SM: No, Max had M'Boom, which was great, and I did a great African album with the percussion thing, but you know Art had that particular talent to have that African sound. He could do it, when he played with supporting percussionists like a conga or what, it was a really African sounding record. Max and those cats, they did something also, but they didn't have that particular sound. Like Elvin, you know, he started playing six-eight and all those different rhythms with John. Before John started playing those different rhythms, drummers didn't really play even a lot of three-four, they didn't play six-eight, they didn't play Caribbean, they didn't play any of that shit. That's what made me really unique; I had made this record through Max called 'Times Now' or something, in Florence, and I started to write acoustical charts, which had a lot to do with Cage and Varese, and Cecil really liked it. I remember Cecil and Jimmy and Bill Dixon and me did some duplex thing with Edgar Varese, because he used to live there on Waverly and McDougal St. I remember I was really young and just beginning to understand where I was going, and we did that with Mr. Varese, he had a duplex apartment, and we all got on different levels ' him and Cecil were down below ' and I remember that experience but it opened my mind up to the possibilities and of course after that I went and bought the record Ionization.

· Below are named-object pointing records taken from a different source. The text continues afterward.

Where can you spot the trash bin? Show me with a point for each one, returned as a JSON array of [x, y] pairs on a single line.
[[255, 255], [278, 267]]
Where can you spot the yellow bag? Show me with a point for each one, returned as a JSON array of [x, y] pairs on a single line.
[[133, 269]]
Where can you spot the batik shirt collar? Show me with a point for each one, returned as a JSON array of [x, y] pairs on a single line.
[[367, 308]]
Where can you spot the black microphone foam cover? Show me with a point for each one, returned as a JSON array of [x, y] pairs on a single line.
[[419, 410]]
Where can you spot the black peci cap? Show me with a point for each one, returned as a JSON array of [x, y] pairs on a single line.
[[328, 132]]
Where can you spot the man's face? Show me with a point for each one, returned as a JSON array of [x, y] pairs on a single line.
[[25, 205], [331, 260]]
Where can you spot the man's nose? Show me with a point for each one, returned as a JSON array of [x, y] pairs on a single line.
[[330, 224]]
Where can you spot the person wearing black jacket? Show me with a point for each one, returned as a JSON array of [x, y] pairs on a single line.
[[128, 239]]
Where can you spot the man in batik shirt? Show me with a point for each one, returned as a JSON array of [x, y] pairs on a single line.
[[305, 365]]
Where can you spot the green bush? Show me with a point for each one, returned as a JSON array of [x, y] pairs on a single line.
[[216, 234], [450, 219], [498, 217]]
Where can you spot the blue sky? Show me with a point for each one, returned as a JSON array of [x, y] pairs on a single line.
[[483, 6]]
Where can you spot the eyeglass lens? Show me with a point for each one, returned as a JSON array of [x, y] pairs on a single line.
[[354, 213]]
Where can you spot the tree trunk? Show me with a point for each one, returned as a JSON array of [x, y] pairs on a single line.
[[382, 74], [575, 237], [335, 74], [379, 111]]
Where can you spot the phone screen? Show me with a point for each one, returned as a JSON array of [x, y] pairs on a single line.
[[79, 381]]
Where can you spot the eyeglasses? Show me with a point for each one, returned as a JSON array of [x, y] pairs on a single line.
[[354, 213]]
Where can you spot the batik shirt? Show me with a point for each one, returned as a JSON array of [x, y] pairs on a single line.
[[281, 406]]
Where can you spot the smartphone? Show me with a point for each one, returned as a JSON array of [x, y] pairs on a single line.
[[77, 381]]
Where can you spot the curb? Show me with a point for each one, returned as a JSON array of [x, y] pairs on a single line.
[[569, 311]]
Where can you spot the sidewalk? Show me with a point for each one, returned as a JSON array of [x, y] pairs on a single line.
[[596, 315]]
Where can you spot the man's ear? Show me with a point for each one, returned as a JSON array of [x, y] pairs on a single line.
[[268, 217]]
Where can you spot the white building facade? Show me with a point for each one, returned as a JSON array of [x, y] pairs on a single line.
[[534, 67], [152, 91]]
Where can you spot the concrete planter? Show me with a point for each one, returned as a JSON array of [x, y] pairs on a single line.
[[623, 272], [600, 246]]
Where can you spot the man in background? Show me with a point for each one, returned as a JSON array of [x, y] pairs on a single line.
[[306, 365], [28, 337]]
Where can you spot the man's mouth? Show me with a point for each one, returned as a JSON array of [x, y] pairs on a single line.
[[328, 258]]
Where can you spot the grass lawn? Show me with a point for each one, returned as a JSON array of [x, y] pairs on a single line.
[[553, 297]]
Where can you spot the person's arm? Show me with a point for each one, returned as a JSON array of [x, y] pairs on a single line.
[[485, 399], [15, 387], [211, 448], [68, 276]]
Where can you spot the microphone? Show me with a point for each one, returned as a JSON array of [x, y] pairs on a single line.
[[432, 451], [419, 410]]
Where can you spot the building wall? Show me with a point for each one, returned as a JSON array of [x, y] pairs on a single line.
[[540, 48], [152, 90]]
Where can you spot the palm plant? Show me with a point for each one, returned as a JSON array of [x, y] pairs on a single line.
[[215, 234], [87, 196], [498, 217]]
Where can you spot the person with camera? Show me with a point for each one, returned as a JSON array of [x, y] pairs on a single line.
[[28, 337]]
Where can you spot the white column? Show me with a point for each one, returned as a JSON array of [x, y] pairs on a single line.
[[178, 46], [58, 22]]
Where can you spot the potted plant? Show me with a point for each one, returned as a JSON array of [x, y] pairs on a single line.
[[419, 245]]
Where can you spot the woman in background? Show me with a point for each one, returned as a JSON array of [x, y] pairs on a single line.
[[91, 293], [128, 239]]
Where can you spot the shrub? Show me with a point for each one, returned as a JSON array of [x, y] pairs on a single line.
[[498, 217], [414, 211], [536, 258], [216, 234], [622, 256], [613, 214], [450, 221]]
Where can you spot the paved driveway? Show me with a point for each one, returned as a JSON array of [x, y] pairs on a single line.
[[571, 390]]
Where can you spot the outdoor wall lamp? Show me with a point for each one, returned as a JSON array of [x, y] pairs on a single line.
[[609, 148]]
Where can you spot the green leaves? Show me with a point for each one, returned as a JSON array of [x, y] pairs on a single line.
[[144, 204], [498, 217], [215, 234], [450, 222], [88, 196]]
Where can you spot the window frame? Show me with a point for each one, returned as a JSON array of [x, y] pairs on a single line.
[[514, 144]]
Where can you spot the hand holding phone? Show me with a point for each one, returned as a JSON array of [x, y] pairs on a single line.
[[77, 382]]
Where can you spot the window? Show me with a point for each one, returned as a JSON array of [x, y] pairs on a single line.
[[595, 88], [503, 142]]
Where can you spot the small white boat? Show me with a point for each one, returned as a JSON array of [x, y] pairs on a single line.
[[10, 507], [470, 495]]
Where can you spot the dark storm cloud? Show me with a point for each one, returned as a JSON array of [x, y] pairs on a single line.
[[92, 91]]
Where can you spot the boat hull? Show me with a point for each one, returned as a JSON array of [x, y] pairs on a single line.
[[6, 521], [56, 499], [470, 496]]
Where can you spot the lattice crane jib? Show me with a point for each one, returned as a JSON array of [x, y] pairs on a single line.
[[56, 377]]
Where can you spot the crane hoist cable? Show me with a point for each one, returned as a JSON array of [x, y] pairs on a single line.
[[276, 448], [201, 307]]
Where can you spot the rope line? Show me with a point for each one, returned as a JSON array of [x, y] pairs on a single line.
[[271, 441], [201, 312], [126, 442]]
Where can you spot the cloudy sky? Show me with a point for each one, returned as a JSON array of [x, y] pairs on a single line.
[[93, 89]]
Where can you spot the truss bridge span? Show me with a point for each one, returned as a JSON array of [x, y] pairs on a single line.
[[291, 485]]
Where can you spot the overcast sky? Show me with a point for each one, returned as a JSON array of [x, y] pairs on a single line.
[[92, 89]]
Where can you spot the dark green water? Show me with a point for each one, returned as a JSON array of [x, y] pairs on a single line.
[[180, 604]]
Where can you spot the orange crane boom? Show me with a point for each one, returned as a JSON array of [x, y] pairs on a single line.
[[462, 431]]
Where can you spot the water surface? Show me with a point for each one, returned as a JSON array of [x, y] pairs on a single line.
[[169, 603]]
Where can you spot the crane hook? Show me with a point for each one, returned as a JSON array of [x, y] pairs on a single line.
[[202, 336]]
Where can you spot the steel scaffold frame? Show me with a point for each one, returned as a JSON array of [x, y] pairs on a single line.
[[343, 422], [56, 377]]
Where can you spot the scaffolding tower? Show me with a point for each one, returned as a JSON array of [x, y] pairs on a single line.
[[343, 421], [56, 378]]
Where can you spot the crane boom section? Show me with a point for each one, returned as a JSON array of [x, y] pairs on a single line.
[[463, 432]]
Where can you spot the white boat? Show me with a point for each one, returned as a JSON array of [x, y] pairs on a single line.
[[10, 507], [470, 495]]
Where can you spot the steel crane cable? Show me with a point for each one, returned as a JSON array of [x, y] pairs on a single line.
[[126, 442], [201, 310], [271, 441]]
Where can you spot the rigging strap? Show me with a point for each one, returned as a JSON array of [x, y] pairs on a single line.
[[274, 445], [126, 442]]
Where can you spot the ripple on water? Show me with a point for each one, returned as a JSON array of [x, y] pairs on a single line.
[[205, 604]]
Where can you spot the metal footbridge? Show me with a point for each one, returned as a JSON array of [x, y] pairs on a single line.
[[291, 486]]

AAJ: Wow, well, I think we've covered all my bases. Is there anything you want to say?

SM: Well, it's like this. I appreciate the chance to get to tell my story. I don't always take the chance because, well, as you see there are a million details that probably will never be told, there would be too much, maybe one day I could write a book about Jazz as we know it, but there's a very spiritual, warm side of this new music, and there's also a future for new music. Maybe I got ten or so years left to play this music, and now I'm sorta leaving my message, I'm at the point in my life now with this message to happiness, expressing to people the magic of being liberated. And there is a magic there, of course, because jazz itself is the music of magic. Like Eric said, 'once it's gone, it's in the air.' So it has to be magic.